Onze bio-raffinaderij verwerkt al onze grondstoffen, voornamelijk maïs, tot een aantal producten met toegevoegde waarde, zoals blijkt uit onderstaande flowchart.
Het proces maakt gebruik van het zetmeel (in feite suiker) dat in de korrels beschikbaar is. De suikers uit het graan worden uiteindelijk omgezet in vloeibare energie: alcohol.
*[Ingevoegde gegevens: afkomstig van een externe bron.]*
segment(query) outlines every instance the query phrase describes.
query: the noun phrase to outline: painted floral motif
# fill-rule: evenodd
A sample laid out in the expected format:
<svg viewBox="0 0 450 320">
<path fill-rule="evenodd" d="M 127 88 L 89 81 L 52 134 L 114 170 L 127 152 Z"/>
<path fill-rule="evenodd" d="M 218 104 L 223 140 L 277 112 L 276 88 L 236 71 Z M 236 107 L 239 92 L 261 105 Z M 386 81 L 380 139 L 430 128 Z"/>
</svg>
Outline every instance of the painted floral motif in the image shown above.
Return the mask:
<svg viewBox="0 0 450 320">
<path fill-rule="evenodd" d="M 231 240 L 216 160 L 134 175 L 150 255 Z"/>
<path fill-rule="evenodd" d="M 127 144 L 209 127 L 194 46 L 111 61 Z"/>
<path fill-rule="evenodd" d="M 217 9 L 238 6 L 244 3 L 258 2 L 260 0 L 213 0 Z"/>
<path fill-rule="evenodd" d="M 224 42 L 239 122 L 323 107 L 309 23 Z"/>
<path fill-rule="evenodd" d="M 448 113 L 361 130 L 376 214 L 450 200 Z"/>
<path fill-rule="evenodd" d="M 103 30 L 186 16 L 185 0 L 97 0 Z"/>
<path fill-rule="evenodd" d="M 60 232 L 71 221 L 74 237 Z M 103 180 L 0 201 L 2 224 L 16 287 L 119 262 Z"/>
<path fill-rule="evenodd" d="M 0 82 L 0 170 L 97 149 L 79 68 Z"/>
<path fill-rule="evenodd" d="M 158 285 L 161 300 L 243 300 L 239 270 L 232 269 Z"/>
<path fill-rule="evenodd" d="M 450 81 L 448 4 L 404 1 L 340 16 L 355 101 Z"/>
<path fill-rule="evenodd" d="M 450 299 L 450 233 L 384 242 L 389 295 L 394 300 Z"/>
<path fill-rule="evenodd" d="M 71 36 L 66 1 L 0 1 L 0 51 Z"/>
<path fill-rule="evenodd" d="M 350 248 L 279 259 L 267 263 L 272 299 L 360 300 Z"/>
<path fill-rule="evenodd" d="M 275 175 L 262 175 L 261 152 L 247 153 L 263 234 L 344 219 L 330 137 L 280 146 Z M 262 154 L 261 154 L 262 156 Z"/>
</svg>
Het eiwit in het graan wordt maximaal geconserveerd, en aangevuld met waardevolle gisteiwitten, en wordt een zeer voedzaam dierenvoer. Alle belangrijke stappen worden in het stroomdiagram weergegeven en hieronder nader toegelicht.
Aangezien zetmeel niet zonder meer kan gisten, zijn er voorbereidende stappen nodig. Maïs wordt bijvoorbeeld eerst gemalen, gemengd met water, gekookt en gemanipuleerd door speciale enzymen. De ‘pap’ die na afkoeling ontstaat, gaat naar een vergister waar gist en andere enzymen worden toegevoegd. Tijdens de fermentatie (vergisting) zet de gist de suikers om in ethanol en CO2.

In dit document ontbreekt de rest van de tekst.